In the Project Space
Wei Li’s recent series of digital works, Skinbound, offers an unsettling exploration of a world where the human body and everyday objects coalesce in evocative, visceral, and emotionally provocative hybrids. To compose these images, Li utilizes hyper-realistic computer renderings to transform consumer goods into anthropomorphic fusions by seamlessly integrating the textures of human skin, hair, and blemishes with the shapes, labels, and branding of product packaging.
Li draws from her personal experiences as an artist within the Chinese diaspora as a foundational element of these works. By transposing human elements onto objects with visual language typically recognizable to North American and East Asian households, she juxtaposes the familiar and the uncanny as a personal reflection on contending with a fluid sense of identity, femininity, and motherhood. Li’s strange forms also appeal to broader experiences of the complexities, tensions, pressures, and emotional nuances inherent in the daily reality of being part of a diasporic community within a contemporary, multicultural society.
These surrealist objects also offer a challenge to our relationship with the familiar material world and the cultural narratives and expectations embedded within it.

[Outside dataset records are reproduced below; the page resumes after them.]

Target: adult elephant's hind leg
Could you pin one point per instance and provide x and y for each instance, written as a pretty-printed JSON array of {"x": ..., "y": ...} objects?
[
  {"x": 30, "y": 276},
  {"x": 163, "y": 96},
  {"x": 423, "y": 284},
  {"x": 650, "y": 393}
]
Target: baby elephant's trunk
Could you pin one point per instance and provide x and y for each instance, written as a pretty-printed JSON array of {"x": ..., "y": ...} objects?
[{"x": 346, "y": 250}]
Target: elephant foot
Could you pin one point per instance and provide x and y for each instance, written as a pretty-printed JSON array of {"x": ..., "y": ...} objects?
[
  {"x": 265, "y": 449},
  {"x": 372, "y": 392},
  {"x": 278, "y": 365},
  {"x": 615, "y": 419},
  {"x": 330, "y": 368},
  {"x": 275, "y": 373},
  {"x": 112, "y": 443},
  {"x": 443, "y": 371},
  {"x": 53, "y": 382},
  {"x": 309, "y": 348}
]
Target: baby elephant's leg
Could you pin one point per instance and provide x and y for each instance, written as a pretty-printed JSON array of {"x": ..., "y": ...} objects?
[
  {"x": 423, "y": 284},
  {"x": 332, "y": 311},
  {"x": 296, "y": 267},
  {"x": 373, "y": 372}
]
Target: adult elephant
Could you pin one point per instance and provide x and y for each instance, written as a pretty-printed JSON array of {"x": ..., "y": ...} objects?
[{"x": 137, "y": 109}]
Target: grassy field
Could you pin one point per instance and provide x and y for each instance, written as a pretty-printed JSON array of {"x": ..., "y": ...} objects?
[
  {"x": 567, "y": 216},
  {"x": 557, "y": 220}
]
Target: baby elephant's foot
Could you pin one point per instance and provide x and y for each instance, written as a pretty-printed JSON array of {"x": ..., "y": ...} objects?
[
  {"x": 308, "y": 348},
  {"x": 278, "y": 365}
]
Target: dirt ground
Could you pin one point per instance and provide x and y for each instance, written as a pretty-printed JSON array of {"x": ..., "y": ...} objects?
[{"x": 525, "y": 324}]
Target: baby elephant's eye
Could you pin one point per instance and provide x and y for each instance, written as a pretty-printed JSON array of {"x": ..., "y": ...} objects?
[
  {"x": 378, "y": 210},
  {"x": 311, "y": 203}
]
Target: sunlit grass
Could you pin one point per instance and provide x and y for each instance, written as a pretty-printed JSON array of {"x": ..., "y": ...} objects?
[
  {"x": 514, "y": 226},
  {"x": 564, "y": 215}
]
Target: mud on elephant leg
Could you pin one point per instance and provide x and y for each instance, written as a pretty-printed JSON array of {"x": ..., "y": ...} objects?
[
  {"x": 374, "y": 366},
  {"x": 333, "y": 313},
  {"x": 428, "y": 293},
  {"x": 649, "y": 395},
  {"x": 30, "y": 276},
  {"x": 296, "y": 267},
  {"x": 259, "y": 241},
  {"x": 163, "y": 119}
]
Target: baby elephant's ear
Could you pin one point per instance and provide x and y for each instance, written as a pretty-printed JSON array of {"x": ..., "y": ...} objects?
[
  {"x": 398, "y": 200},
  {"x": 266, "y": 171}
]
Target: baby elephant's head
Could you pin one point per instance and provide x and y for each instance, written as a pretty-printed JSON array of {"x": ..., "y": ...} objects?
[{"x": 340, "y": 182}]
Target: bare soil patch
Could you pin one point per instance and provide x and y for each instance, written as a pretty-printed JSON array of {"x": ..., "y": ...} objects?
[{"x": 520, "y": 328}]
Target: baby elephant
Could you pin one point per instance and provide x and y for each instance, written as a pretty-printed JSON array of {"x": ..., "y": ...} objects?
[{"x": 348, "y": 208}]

Situated in the Project Space, Skinbound disturbs the street’s commercial setting through its incongruously grotesque and imperfect images; skin textures are bumpy and flawed with highly visible hair and pores. These objects, humorous in their subversion of conventional aesthetics, evoke a sense of the abject and challenge the familiar airbrushed perfection pervasive in advertising imagery.
Part of Exposure Photography Festival 2024.